A Meg se le encogió el corazón.

– ¿Y tu padre?

– Un día salió a cortar madera y le falló el corazón. Fue hace cinco años.

– ¿Cómo ha sobrevivido todos estos años sola?

– Limpiando suelos y cuartos de baño en edificios públicos.

– ¿Cuántos años tiene?

– Sesenta y cinco.

– Es maravillosa, Kon.

– Sí. Y tú también.

Esa noche, mucho más tarde, cuando por fin la casa se quedó en silencio y las luces se apagaron, Kon entró en su habitación, donde Meg lo esperaba impaciente.

– La última vez que eché un vistazo, mi madre le estaba leyendo a Anna El cascanueces. Anna ya ha aprendido algunas palabras en ruso.

– Es natural, cariño -murmuró Meg. Se acercó a él cuando Kon se quitó el albornoz y se deslizó bajo las sábanas-. La señorita Beezley me dijo que era una niña muy inteligente para su edad. La señora Rosen dijo lo mismo de su talento para el violín. Esas cualidades las ha heredado de su padre.

– Y de su madre. De ti ha heredado su dulzura -musitó él, antes de besarla-. Cuando las dejé, se estaban comunicando con increíble facilidad.

Meg apenas podía reprimir sus emociones.

– Ese libro ha sido como un lazo mágico entre todos nosotros, amor mío.

Kon le apartó el pelo de la frente y la miró fijamente.

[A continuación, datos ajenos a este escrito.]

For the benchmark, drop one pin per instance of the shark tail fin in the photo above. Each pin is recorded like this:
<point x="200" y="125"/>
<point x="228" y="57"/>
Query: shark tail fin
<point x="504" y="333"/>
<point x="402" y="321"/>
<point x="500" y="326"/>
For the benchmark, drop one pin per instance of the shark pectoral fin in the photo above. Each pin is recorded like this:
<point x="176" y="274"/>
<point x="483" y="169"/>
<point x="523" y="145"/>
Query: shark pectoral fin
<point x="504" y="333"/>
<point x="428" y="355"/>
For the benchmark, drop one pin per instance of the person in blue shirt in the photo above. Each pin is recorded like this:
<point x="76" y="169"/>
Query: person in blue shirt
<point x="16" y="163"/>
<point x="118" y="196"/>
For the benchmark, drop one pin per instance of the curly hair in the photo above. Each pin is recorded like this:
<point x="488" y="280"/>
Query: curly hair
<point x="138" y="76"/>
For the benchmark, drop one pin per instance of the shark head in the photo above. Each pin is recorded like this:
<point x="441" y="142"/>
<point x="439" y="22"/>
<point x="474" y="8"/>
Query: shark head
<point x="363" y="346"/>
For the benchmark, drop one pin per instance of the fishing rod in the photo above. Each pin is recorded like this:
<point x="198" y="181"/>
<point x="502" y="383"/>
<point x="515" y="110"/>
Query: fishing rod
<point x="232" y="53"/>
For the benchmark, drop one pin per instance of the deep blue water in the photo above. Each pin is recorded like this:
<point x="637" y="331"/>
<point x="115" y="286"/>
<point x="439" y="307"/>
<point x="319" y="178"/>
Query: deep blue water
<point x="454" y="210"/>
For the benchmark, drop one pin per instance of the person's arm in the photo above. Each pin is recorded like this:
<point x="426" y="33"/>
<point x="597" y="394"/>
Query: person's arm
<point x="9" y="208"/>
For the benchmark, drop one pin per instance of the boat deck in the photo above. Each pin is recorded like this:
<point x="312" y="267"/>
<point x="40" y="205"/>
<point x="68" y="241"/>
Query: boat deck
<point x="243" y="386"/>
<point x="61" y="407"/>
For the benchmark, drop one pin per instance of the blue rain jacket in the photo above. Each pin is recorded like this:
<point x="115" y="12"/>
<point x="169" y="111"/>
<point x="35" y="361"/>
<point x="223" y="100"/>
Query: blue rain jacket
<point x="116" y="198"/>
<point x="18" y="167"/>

– Eso es porque El cascanueces es mágico. Cuando mi madre empezó a contarme historias del pasado, de pronto recordé muchas cosas. Uno de mis recuerdos más intensos era verla leerme El cascanueces cuando yo era niño. Por eso me impactó tanto ese libro, y por eso quise dártelo cuando te marchaste de Rusia. Para mí, ese libro simbolizaba la esperanza y el amor, Meggie. Nuestro amor. Ahora todo tiene sentido -se le quebró la voz y volvió a besarla, estrechándola contra sí-. Te deseo, Meggie. Te quiero tanto que me asusta.

– Yo temía haberte perdido otra vez.

– No quiero mentirte, Meggie. Cuando me marché en Navidad, había perdido la esperanza de que pudiéramos estar juntos. Pero tenía que intentarlo otra vez.